Our knowledge of the organization and function of biological membranes has changed from the original model of Singer and Nicholson. It is now well accepted that membrane components are not randomly organized but they assembly forming domains of different compositions, sizes and dynamics which are essential for the functionality of the membrane (1).In order to understand the physical basis of cell membrane organization and its relation to functionality, Giant Unilamellar Vesicles (GUVs) are a widely used system. GUVs sizes range between 10-50 μm and thus their curvatures are very similar to those of cells. Moreover, they can be easily imaged in microscopes allowing their study as individual liposomes. One of the key tools widely used for studying the fluidity of lipid membranes is the fluorescent probe 2-dimethylamino-6-lauroylnaphthalene (laurdan).

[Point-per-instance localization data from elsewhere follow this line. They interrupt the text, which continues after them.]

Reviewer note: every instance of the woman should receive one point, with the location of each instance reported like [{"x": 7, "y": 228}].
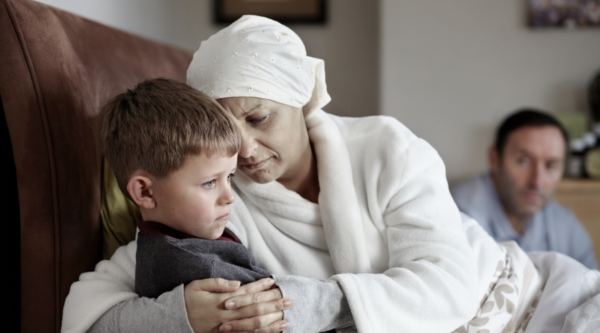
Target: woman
[{"x": 352, "y": 216}]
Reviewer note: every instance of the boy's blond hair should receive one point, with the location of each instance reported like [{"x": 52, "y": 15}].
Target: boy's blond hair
[{"x": 157, "y": 124}]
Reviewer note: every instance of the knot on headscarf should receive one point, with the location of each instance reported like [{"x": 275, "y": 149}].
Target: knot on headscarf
[{"x": 258, "y": 57}]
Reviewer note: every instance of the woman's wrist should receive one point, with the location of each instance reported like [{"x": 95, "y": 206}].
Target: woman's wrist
[{"x": 321, "y": 300}]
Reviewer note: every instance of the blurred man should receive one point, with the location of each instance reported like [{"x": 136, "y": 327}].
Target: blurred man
[{"x": 514, "y": 201}]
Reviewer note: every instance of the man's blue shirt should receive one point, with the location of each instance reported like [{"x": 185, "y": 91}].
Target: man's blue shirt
[{"x": 553, "y": 228}]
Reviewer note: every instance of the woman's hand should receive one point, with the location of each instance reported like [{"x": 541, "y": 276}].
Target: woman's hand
[{"x": 215, "y": 305}]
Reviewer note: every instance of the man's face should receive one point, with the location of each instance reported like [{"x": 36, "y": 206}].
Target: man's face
[{"x": 529, "y": 169}]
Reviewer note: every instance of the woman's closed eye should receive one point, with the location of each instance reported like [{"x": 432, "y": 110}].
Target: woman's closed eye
[{"x": 210, "y": 183}]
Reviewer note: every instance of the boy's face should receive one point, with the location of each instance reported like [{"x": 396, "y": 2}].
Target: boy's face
[{"x": 197, "y": 198}]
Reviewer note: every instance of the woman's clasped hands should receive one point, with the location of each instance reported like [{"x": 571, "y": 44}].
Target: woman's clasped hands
[{"x": 219, "y": 305}]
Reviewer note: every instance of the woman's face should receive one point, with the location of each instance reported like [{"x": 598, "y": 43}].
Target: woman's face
[{"x": 275, "y": 143}]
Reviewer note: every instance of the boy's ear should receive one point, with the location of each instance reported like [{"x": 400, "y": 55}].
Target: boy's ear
[{"x": 141, "y": 192}]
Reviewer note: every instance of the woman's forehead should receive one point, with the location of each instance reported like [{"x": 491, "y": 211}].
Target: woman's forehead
[{"x": 244, "y": 104}]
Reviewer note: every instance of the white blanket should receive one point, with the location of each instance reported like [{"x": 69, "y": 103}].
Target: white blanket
[{"x": 386, "y": 229}]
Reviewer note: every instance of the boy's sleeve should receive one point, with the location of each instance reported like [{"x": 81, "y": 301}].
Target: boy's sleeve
[
  {"x": 105, "y": 299},
  {"x": 165, "y": 314}
]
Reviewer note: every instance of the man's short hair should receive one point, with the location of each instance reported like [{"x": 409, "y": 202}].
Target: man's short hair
[
  {"x": 158, "y": 123},
  {"x": 523, "y": 118},
  {"x": 594, "y": 97}
]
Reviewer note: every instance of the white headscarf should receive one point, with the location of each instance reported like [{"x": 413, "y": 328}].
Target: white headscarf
[{"x": 258, "y": 57}]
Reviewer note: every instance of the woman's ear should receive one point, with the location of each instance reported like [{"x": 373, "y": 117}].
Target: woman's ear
[
  {"x": 494, "y": 159},
  {"x": 141, "y": 192}
]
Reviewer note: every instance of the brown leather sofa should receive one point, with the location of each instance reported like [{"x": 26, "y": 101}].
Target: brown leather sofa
[{"x": 56, "y": 71}]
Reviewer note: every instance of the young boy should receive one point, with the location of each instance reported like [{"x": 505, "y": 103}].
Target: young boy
[{"x": 173, "y": 151}]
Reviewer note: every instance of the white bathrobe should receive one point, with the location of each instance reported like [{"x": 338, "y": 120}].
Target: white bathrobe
[{"x": 385, "y": 228}]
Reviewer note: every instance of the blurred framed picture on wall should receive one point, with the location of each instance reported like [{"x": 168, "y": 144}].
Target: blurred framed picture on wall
[
  {"x": 563, "y": 13},
  {"x": 284, "y": 11}
]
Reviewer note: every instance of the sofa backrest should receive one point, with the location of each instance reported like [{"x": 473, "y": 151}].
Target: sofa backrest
[{"x": 56, "y": 71}]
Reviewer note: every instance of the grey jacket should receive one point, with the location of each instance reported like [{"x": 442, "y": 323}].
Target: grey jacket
[{"x": 167, "y": 258}]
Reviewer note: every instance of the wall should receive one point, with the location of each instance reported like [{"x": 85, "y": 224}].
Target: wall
[
  {"x": 348, "y": 42},
  {"x": 451, "y": 71}
]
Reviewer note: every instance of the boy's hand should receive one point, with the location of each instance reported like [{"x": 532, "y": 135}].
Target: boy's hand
[{"x": 215, "y": 305}]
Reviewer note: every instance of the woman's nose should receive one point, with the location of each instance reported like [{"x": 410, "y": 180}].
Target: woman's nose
[{"x": 248, "y": 145}]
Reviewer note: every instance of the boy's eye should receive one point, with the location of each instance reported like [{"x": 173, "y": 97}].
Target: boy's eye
[
  {"x": 209, "y": 184},
  {"x": 257, "y": 120}
]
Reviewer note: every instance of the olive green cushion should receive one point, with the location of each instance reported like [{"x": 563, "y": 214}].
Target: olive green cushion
[{"x": 118, "y": 213}]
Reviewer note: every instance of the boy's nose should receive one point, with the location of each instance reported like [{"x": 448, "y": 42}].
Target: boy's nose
[{"x": 227, "y": 197}]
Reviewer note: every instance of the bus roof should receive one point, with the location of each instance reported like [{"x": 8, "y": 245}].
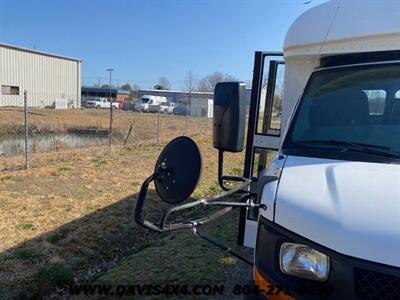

This fluorescent molecule has exquisite photophysical properties that make it an almost ideal probe to sense changes in the lipid organization under different conditions (2, 3). Laurdan shows spectral sensitivity to the polarity of its environment, presenting a ~50-nm red shift of its emission spectra in polar solvents (3). Since loosely packed membranes present a higher penetration of water molecules, the emission spectra of laurdan in these membranes is red-shifted with respect to that observed in ordered membranes. One of the main drawbacks of laurdan is that it rapidly photobleaches under one photon excitation conditions determining that it can only be used in two photon excitation microscopy (4). This is a very important limitation since there are not too many laboratories with capability for two photon microscopy given the elevated cost of these microscopes.Recently Kim et al. (5) have synthesized a new fluorescent probe C-laurdan (6-dodecanoyl-2-[N-methyl-N-(carboxy- methyl)amino]naphthalene) designed for imaging and sensing lipid organization in membranes. C-laurdan fluorescence shows similar spectroscopic behavior to Laurdan and presents enhanced photostability under two-photon excitation and higher water solubility. In this work, we demonstrate that C-laurdan can be successfully used for imaging lipid organization in either artificial or natural membranes using a conventional confocal microscope setup. We believe that the use of this probe under one photon excitation will expand the possibilities of studying a wide variety of membrane-related biological processes.